A program participant named David made a strong impression on Brothers. He had never worked with horses, but he says now he knows he will always work with them. He expressed that the horses motivated him to no longer be in and out of the system, as he has been since he was a teenager.
“I can see how this program will truly change his life,” Brothers said. “And this is the case of so many men at Blackburn: their lives are truly changed. This makes me really value what the TRF is doing. And I want to be a part of it any way I can.”
Fornatale recently led a group of industry professionals on a Blackburn tour. He described the experience of seeing the program in action as “visceral.”

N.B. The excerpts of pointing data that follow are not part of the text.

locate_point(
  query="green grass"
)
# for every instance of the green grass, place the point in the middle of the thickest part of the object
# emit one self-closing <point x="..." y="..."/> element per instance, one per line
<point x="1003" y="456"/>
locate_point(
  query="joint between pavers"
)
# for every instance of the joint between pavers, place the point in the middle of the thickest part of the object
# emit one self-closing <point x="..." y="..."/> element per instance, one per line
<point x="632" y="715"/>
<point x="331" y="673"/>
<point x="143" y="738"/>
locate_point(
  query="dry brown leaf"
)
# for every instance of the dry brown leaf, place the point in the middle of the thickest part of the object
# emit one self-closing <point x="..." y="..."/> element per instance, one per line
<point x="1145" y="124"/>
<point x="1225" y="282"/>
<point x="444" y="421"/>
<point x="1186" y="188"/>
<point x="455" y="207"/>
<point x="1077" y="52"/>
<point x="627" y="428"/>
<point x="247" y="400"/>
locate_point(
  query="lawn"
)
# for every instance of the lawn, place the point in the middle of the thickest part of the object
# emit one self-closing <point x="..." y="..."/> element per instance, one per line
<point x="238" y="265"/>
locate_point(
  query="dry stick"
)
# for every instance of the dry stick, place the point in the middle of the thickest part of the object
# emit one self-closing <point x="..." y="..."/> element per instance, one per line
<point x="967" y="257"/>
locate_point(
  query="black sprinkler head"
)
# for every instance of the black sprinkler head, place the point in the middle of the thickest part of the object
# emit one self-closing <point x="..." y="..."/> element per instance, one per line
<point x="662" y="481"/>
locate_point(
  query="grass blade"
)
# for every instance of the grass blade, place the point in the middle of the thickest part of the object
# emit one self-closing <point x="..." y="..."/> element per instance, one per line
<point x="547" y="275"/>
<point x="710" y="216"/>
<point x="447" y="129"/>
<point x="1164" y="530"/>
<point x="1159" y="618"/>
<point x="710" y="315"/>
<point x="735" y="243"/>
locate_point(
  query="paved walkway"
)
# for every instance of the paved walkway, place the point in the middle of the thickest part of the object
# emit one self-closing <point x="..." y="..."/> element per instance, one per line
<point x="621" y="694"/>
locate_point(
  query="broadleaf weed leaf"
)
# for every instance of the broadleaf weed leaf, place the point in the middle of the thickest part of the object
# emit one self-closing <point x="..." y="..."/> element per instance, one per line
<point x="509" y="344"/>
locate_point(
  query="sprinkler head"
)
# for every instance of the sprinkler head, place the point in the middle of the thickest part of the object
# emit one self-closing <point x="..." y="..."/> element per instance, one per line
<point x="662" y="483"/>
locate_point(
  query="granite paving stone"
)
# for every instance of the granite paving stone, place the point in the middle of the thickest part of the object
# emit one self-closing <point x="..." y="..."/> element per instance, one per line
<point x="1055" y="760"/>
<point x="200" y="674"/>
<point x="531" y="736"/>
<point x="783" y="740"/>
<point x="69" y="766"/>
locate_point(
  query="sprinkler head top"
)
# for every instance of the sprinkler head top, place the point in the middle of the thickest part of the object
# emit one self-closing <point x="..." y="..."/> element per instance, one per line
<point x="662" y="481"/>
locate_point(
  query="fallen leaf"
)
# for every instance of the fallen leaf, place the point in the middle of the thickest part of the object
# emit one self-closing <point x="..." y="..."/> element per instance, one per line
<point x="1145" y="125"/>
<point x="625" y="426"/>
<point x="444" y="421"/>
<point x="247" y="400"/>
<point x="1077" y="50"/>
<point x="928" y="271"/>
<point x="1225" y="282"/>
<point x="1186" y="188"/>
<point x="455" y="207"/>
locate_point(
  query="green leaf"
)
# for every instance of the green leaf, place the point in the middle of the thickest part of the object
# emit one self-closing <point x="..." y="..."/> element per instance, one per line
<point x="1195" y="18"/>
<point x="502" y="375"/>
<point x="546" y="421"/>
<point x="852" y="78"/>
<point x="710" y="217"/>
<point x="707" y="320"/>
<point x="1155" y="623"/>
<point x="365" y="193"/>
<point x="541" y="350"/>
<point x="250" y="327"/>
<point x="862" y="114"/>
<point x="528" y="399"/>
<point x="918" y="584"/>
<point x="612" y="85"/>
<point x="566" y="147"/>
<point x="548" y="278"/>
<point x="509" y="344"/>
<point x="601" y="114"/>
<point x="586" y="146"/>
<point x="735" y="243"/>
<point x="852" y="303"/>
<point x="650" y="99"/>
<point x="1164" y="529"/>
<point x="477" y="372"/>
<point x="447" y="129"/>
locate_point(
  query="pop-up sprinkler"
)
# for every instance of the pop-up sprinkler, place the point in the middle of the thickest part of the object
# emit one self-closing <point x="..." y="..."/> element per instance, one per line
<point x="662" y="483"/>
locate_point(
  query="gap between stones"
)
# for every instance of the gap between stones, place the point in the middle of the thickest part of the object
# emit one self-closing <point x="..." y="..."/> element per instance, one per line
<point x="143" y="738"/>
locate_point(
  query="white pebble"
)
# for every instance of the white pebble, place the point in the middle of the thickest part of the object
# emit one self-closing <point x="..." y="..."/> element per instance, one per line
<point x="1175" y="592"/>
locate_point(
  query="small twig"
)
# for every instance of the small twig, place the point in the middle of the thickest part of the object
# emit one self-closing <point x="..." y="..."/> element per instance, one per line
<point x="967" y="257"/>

“We were amazed by what we saw,” Fornatale said. “The amazing part of the experience was the opportunity to spend an hour or so with the men in the program. You could not have hired actors to more effectively get the message across about how these horses have improved and changed their lives and how the program will give them a direct avenue to a life after their time inside.”
Fornatale described the relationship that the men have with the horses.
“Each person has a horse that kind of became their horse, and you can see that close bond between human and equine that is at the root of the transformation. One of the young men said, “Yes, we take care of these horses, but they do way more for us.’”
Fornatale believes that Second Chances is something in the prison system that truly works.
“I want to do more to raise money so that more people will have an opportunity to have this transformative experience,” he said. “I’d describe it as a magic or an alchemy of how this program can transform lives.”